Hayes – Kristallwesen
Die Höhle hing an der Felswand wie der zahnlose Mund eines schlafenden Riesen. Tief im Innern würde man Steine finden, die von der Decke zu Boden und zurück ragen würden. Dennoch waren sie nich die einzigen Dinge, die Hayes dort erwartete.

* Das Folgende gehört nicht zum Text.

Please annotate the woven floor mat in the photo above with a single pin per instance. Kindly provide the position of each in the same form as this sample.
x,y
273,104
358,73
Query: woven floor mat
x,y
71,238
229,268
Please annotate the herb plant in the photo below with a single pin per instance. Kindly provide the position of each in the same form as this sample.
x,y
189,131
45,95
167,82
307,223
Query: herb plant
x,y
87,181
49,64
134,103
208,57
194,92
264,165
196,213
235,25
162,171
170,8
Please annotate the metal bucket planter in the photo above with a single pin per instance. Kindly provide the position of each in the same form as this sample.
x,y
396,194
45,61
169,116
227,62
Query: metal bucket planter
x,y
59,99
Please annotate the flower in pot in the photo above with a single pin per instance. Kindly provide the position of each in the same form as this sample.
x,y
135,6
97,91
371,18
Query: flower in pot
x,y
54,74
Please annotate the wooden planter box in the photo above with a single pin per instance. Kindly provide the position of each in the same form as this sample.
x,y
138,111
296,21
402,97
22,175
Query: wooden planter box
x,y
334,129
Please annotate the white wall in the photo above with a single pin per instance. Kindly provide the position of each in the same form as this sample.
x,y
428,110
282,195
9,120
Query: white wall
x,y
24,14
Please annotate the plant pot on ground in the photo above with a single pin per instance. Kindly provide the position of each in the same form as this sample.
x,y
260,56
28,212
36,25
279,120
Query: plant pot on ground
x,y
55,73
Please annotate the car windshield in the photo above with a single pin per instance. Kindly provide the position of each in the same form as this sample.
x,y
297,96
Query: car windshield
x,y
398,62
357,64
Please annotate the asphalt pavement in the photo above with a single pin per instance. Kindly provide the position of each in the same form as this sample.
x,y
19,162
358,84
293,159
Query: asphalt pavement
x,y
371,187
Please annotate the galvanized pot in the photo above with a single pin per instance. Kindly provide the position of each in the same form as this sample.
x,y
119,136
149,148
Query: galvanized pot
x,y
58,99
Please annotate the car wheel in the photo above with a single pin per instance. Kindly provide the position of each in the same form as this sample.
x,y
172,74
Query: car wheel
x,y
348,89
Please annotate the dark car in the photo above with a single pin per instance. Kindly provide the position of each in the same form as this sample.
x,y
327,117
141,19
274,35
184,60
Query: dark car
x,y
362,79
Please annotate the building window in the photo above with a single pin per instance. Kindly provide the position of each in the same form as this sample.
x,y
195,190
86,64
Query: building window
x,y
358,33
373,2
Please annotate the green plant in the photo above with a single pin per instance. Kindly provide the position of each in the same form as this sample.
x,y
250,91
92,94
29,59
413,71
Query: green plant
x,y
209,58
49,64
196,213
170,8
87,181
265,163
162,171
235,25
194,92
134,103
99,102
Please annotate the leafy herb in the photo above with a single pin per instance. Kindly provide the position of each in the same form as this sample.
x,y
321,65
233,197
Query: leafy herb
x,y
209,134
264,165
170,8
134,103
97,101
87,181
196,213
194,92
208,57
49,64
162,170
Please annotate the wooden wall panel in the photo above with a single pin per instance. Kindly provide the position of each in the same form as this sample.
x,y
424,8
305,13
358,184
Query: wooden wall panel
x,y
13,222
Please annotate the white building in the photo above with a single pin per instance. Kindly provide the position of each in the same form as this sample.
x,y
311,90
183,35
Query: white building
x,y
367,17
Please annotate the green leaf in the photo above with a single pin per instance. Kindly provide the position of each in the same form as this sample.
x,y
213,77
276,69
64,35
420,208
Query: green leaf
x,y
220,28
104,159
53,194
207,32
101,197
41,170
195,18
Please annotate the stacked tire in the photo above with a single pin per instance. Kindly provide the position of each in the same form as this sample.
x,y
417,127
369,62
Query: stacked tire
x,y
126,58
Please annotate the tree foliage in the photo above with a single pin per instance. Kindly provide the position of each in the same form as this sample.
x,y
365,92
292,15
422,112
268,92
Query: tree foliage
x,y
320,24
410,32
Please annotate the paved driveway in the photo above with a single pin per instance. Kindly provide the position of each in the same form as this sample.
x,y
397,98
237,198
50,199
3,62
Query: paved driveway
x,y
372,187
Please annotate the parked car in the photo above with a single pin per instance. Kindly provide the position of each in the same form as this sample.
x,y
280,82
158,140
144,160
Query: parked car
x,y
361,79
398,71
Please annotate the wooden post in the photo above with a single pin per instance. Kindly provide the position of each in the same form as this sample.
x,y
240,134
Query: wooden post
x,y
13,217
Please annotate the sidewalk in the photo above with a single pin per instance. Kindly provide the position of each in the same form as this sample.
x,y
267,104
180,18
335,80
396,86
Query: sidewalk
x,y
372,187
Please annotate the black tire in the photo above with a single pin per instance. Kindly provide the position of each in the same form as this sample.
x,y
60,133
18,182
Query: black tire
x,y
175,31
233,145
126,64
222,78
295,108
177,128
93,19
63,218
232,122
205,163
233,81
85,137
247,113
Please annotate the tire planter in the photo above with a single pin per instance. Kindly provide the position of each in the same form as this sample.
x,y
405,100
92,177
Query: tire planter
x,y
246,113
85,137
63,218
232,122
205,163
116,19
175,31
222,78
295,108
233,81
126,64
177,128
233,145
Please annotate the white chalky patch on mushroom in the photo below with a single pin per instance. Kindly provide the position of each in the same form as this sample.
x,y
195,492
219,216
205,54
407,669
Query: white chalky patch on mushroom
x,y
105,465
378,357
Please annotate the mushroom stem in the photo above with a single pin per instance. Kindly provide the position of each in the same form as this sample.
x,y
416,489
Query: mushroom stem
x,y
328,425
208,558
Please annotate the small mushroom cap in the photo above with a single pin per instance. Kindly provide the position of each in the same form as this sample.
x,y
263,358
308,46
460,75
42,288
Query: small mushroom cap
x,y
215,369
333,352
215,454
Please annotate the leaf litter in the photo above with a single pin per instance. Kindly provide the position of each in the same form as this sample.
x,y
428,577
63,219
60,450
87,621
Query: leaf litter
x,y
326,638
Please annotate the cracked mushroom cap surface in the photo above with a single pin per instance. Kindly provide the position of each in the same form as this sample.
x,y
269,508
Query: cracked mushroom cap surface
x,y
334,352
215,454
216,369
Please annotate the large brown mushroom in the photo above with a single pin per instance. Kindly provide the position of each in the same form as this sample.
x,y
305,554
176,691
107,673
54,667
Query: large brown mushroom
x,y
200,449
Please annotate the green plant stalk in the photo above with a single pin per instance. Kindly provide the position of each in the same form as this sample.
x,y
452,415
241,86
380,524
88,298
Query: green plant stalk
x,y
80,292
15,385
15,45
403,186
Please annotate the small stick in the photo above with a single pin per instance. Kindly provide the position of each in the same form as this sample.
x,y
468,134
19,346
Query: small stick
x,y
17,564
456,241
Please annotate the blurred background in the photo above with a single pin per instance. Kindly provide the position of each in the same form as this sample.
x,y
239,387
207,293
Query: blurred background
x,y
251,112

Sie blickte sich um, betrachtete die Landschaft hinter ihrem Rücken. Die Wälder, dicke Tannen, umhüllt vom fetten Gestrüpp eines langen und feuchten Sommers, schwankten in der sanften Brise eines späten Herbstes umher. Ihr Pferd wieherte vorsichtig, als sie abstieg. Ihre Stiefel kratzten den Sand aus den tiefen Rillen des Pfades, der vor ihr lag, der nun viel zu schmal war für das Pferd, das sie vor zwei Tagen in Glemens gekauft hatte, eine Märe mit dem Namen »Hildegard«.
»Wie meine Schwiegermutter«, hatte der Wirt gesagt und dabei leise gelacht. Dann hatte er aufgehört zu lachen und Hayes angeschaut, als würde er nicht verstehen, wieso sie das Tier brauchte.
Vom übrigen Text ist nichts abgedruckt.